-7-
Wethouder Nijhoff zegt dat hij niet heeft onderzocht waarom er in de
periode 1985-1990 wel reserve setjes waren. Hij zou daar naar moeten
gissen maar dat heeft weinig zin. Hij moet daar het antwoord op schuldig
blijven. De heer Bienefelt zegt dat de andere basisscholen zo nodig kunnen
bijspringen in geval van.
Op zich is dat geen taak van de gemeente want er worden verzoeken bij de
gemeente gedaan en de gemeente moet die dan in behandeling nemen. Hij
denkt dat het een goede zaak is als er een goede relatie tussen de scholen
onderling is en dat je elkaar met een aantal dingen kan helpen. Wel is het
zo dat binnenkort overleg gevoerd zal worden met de scholen over het
Londo-rapportMisschien dat deze zaak meteen onder de aandacht gebracht
kan worden van de scholen.
De heer van de Merbel zegt dat hem in de vraag van de heer van der Spek en
het antwoord van de heer Nijhoff opvalt dat een en ander toch terug te
vinden is in de derde alinea van het collegevoorstel.
Het is een kwestie dat het jaarlijks voor 1 oktober aangemeld moet zijn in
een overzicht van de gewenste vermeerdering. Dat breekt de school nu dus
een beetje op. Kennelijk is er dus voor 1 oktober 1991 geen melding
ontvangen. Als hij dat verkeerd ziet hoort hij dat graag want anders
begrijpt hij de betreffende alinea in het voorstel niet.
Wethouder Nijhoff zegt dat het inderdaad zo is dat er voor 1 oktober
bekeken moet worden hoe de zaken ervoor staan. De vaststelling van het
overzicht moet dan plaatsvinden, de gewenste vermeerdering. Het zou ook zo
kunnen zijn dat in een bepaald jaar de aantallen dalen. De sets blijven
dan natuurlijk ook ongebruikt staan. Wat de heer van de Merbel zegt durft
hij niet zonder meer in concreto zo te beamen. Het zou in de praktijk zo
kunnen zijn dat kinderen van school gaan en dat daardoor sets overblijven.

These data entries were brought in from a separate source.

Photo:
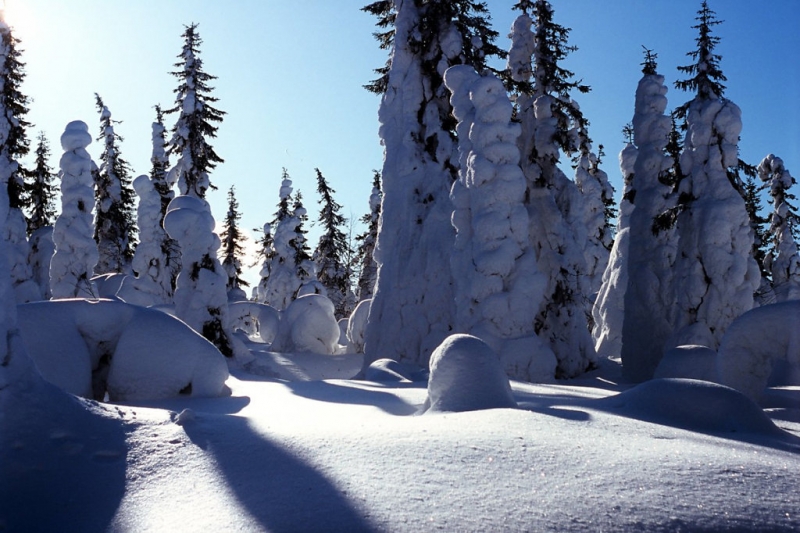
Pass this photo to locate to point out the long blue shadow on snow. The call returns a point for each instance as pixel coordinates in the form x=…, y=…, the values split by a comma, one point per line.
x=326, y=391
x=64, y=469
x=279, y=490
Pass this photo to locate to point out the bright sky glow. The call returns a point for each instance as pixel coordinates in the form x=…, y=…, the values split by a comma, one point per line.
x=290, y=77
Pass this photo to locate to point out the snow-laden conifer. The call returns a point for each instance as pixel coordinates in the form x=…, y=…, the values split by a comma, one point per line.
x=412, y=309
x=715, y=273
x=782, y=259
x=115, y=229
x=76, y=254
x=550, y=122
x=499, y=288
x=367, y=267
x=200, y=296
x=232, y=248
x=196, y=120
x=333, y=272
x=14, y=145
x=40, y=187
x=608, y=309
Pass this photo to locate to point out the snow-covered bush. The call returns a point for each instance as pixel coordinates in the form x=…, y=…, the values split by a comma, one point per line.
x=357, y=325
x=258, y=321
x=90, y=348
x=76, y=255
x=754, y=341
x=690, y=361
x=308, y=325
x=466, y=375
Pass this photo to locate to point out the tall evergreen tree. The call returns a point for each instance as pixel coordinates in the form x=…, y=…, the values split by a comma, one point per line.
x=14, y=145
x=115, y=227
x=367, y=267
x=196, y=120
x=333, y=272
x=412, y=310
x=232, y=248
x=716, y=276
x=41, y=190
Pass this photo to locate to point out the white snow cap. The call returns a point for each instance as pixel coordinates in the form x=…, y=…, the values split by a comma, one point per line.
x=466, y=375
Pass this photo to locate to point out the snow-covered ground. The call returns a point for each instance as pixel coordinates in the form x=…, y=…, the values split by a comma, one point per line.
x=310, y=450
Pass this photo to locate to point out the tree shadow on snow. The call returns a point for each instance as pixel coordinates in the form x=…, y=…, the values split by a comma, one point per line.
x=325, y=391
x=62, y=468
x=280, y=490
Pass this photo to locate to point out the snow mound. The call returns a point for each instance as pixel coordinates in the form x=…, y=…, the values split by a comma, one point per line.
x=357, y=325
x=258, y=321
x=90, y=348
x=691, y=361
x=308, y=325
x=754, y=341
x=466, y=375
x=693, y=405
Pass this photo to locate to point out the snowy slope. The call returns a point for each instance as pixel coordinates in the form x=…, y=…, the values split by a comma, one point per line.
x=342, y=455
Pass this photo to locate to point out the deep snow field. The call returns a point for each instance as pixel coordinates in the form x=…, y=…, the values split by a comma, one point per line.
x=312, y=450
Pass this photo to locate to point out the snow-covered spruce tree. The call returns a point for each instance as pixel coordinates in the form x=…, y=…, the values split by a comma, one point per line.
x=499, y=288
x=550, y=124
x=14, y=145
x=156, y=261
x=232, y=248
x=608, y=309
x=40, y=188
x=782, y=260
x=648, y=315
x=412, y=309
x=76, y=254
x=114, y=226
x=196, y=119
x=715, y=273
x=333, y=272
x=367, y=267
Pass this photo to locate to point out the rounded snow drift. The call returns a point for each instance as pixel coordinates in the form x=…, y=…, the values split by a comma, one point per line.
x=466, y=375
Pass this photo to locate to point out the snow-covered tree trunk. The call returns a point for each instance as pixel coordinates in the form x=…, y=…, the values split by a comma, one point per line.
x=76, y=251
x=412, y=308
x=499, y=288
x=715, y=273
x=200, y=296
x=649, y=315
x=783, y=260
x=609, y=306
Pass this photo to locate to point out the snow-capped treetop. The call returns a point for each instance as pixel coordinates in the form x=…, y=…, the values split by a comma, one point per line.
x=196, y=118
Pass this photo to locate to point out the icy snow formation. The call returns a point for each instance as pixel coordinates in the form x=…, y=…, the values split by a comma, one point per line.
x=201, y=299
x=715, y=273
x=153, y=282
x=783, y=260
x=466, y=375
x=308, y=325
x=754, y=341
x=88, y=348
x=689, y=361
x=608, y=309
x=256, y=320
x=412, y=309
x=357, y=325
x=76, y=255
x=499, y=288
x=648, y=294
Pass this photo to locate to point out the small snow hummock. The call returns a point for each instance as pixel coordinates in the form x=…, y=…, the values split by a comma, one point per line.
x=754, y=341
x=308, y=325
x=90, y=348
x=75, y=257
x=466, y=375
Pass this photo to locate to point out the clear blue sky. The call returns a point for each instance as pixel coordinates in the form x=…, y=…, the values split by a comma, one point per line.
x=290, y=77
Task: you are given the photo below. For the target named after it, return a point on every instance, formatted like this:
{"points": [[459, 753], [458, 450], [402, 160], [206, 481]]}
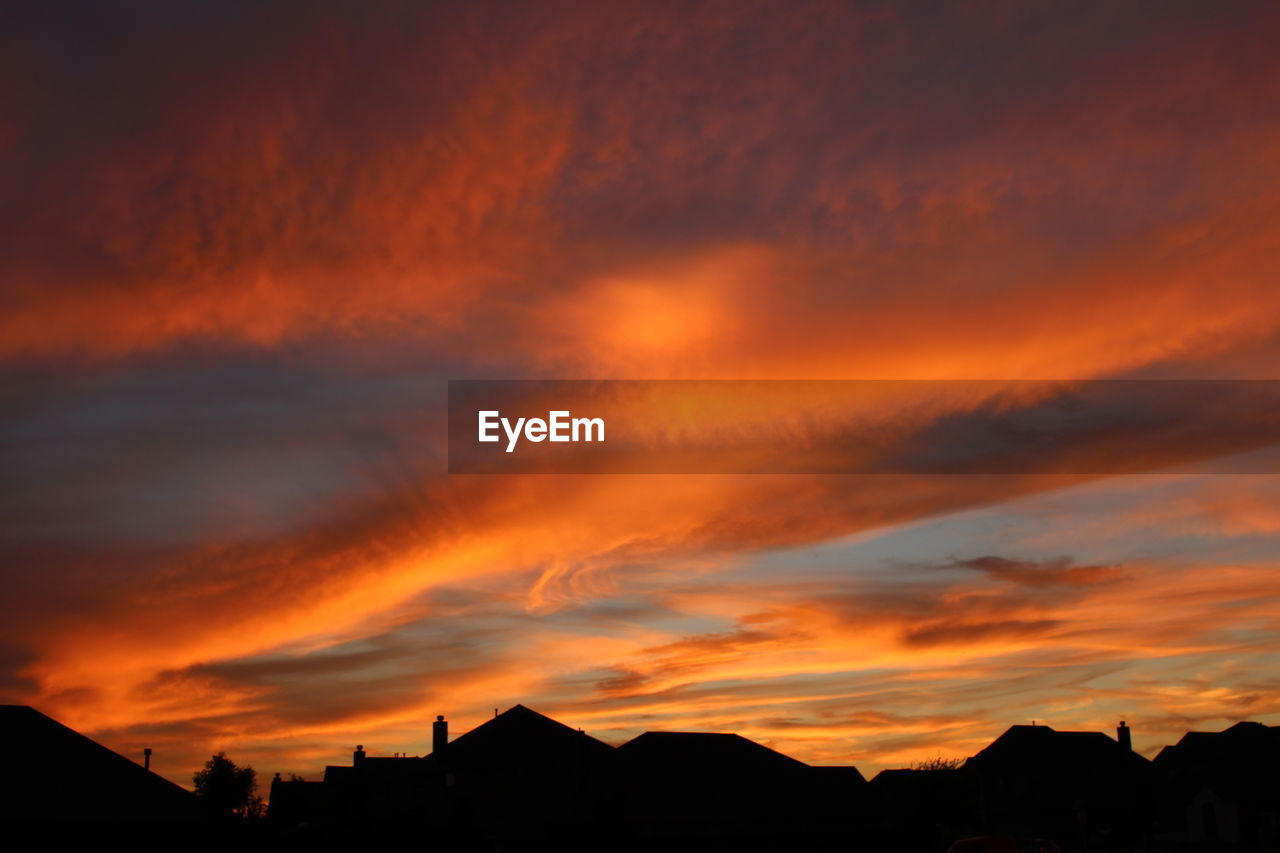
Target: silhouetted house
{"points": [[1223, 787], [926, 808], [1079, 787], [524, 778], [62, 783], [680, 784]]}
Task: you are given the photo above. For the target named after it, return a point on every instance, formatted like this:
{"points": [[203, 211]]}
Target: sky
{"points": [[243, 246]]}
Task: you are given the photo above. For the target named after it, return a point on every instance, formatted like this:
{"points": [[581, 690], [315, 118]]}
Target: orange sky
{"points": [[247, 245]]}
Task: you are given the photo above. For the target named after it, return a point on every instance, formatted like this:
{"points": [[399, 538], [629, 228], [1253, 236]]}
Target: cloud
{"points": [[246, 243]]}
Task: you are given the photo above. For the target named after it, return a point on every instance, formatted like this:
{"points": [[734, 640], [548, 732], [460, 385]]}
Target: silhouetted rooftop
{"points": [[71, 779], [725, 752]]}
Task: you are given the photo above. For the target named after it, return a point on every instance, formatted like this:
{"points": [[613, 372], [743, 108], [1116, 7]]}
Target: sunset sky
{"points": [[243, 246]]}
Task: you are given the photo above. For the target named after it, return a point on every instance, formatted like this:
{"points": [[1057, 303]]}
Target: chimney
{"points": [[439, 735]]}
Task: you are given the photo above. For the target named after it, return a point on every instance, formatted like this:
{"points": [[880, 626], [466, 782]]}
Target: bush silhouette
{"points": [[227, 789]]}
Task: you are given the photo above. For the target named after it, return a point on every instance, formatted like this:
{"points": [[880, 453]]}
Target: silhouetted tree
{"points": [[937, 762], [227, 789]]}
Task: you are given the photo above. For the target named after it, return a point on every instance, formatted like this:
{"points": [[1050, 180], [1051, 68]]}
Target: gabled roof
{"points": [[64, 778], [726, 753], [1240, 744], [1043, 747], [526, 739]]}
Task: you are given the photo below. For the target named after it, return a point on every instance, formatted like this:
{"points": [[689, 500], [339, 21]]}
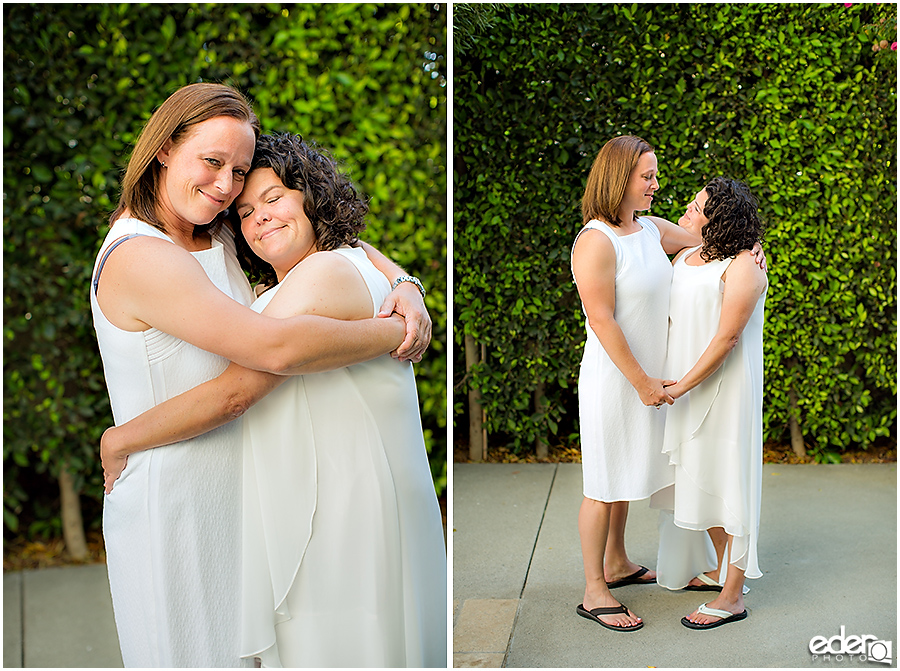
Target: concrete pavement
{"points": [[827, 548], [59, 617]]}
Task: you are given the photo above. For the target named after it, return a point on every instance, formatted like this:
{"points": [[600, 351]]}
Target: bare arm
{"points": [[143, 285], [744, 283], [673, 237], [594, 266], [407, 301], [322, 285]]}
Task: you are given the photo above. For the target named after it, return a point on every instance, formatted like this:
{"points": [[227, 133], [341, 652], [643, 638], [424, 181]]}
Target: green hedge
{"points": [[366, 81], [790, 98]]}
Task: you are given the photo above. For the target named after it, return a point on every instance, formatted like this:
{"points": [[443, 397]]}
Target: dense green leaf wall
{"points": [[366, 81], [790, 98]]}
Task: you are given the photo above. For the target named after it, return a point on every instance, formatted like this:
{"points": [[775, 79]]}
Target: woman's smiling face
{"points": [[205, 171], [693, 219], [273, 221]]}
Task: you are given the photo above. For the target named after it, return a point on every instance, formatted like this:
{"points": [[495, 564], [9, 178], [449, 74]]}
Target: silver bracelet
{"points": [[409, 278]]}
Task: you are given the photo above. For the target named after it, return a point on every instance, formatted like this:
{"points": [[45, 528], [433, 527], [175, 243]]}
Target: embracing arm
{"points": [[321, 285], [674, 238], [744, 283], [405, 300], [594, 266], [143, 284]]}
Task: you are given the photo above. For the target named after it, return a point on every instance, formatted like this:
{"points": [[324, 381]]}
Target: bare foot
{"points": [[733, 606], [613, 573], [607, 601], [713, 575]]}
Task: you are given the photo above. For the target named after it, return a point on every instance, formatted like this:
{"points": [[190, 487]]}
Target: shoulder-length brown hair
{"points": [[184, 109], [608, 178]]}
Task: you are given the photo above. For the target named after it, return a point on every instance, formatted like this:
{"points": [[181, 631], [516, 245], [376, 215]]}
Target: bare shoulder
{"points": [[659, 221], [146, 255], [590, 241], [744, 269], [326, 284]]}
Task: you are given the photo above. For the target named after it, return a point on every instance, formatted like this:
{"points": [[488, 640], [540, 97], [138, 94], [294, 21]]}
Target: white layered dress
{"points": [[344, 562], [713, 435], [173, 520], [621, 438]]}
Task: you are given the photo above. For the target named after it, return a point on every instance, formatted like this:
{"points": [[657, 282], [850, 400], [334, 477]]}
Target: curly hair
{"points": [[331, 203], [734, 223]]}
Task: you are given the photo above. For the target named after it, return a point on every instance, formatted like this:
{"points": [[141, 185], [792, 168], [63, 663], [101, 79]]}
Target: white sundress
{"points": [[172, 523], [344, 562], [713, 434], [621, 438]]}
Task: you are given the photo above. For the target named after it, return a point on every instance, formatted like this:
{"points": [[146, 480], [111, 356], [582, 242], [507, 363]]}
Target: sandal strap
{"points": [[612, 610], [715, 612], [706, 580]]}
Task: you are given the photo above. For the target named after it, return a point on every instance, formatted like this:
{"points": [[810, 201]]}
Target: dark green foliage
{"points": [[788, 98], [365, 81]]}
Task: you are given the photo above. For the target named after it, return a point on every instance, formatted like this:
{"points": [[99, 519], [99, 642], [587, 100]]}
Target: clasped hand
{"points": [[655, 393], [406, 301], [113, 464]]}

Hij kan zich op dit moment niet zo voorstellen dat je onverwacht in een
bepaald jaar meer kinderen aangemeld krijgt. Dat kun je aan zien komen en
daar kun je het aantal sets op aanpassen.
De heer van de Merbel zegt dat in het voorstel nadrukkelijk staat dat
aanschaf van nieuw meubilair tengevolge van een toename van het aantal
leerlingen, slechts kan geschieden met toepassing van artikel 65 WBO. Dat
is jaarlijks voor 1 oktober.
Dat is het punt nu. De scholen zijn te laat geweest. De brief is van 29
januari 1992 en dat had men op 29 september moeten doen.
Wethouder Nijhoff zegt dat dat in dit geval inderdaad eerder had gemoeten.
De vraag van de heer van der Spek was echter waarom er tussen 1985 en 1990
wel setjes over waren. Dat is het verschil.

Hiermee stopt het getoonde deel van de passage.